Parallèlement, le père de famille entame une étrange liaison nocturne en ville. Cette relation découle de la « distance géographique » qui le sépare de sa famille, mais aussi de cette nouvelle vie de faux riches qu’il fantasme. Elle permet à Lee Chang-ho de brosser un tableau rapide de la Corée du Sud sous le régime militaire de Park Chung-hee, avec le couvre-feu imposé et la présence des forces militaires. Indirectement, le réalisateur souligne que la quête de richesse, tout comme le régime autoritaire, sont des facteurs qui contribuent à l’éclatement de la cellule familiale.

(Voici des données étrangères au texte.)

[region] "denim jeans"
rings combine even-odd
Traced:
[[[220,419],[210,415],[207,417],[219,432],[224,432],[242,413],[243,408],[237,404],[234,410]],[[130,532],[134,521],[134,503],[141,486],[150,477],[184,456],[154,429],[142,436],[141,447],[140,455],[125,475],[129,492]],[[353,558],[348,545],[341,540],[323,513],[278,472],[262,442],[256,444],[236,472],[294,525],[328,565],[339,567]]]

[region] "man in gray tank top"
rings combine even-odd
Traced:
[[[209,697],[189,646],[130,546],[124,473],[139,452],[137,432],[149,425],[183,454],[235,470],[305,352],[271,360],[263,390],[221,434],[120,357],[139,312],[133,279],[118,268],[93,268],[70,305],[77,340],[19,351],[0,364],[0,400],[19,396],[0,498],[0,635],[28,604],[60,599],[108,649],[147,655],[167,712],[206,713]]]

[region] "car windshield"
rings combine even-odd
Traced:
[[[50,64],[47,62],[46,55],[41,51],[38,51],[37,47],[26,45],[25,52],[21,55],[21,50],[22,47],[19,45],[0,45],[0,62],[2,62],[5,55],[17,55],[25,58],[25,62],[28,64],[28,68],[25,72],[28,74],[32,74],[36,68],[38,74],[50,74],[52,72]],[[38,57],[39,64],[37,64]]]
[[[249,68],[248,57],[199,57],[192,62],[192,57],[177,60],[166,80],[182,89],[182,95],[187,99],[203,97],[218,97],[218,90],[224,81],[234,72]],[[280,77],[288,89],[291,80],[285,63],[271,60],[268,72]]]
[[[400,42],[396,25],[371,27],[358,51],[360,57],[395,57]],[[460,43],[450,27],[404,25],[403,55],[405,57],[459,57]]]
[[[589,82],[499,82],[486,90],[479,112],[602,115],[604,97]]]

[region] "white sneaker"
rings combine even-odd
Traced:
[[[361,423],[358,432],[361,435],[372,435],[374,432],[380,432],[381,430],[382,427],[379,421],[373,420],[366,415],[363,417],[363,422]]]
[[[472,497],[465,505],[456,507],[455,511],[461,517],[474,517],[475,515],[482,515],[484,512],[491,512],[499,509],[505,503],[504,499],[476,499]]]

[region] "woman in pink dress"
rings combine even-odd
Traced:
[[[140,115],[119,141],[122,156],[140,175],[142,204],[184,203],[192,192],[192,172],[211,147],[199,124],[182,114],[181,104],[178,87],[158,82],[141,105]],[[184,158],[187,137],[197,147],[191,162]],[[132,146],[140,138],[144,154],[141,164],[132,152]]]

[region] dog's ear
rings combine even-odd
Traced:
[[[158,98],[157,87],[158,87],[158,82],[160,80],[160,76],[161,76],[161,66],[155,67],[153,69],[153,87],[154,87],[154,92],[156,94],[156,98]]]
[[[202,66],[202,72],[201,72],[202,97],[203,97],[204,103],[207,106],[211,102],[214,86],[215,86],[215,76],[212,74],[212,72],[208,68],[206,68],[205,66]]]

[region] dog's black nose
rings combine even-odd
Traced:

Sans en dévoiler davantage, cette liaison s’avérera finalement être la clé expliquant la possession de la petite fille. Elle permet à Lee Chang-ho de fusionner le genre typiquement coréen du Cheonyeo Gwisin avec l’horreur occidentale, créant un mélange unique. Il est d'ailleurs fascinant de noter les différences dans la représentation de la peur et de l’effroi entre ces deux styles distincts, offrant une profondeur culturelle au récit.
La révélation de l’identité de la mystérieuse jeune femme permet à Lee Chang-ho de faire glisser son film vers le genre phare du cinéma coréen de l’époque, qu'il avait lui-même contribué à populariser : le film d’hôtesses de bar. C'est sans doute la partie qui a le plus captivé Lee Chang-ho, et elle figure parmi les plus maîtrisées du film. Le réalisateur, en pleine possession de ses moyens, s’adresse directement à un public de jeunes adultes, offrant une représentation fidèle de leur génération, avec des scènes de fête, de musique, de danse et même de débauche.
You Become a Star, Too est loin d'être un film parfait, mais il dépasse de loin l’idée d’un simple ersatz de L'Exorciste. C'est une œuvre hybride, à l'image de son réalisateur, qui brûlait d'envie d'expérimenter, de bousculer un paysage politique et une industrie cinématographique figée. Lee Chang-ho explore les genres, puise dans des influences étrangères pour les adapter à des sensibilités profondément locales. Il égratigne subtilement le régime militaire sans franchir les limites de la censure, tout en livrant une représentation fascinante de son époque. Surtout, il crée un long-métrage pratiquement unique en son genre à l’époque. Une œuvre passionnante – du moins, à analyser !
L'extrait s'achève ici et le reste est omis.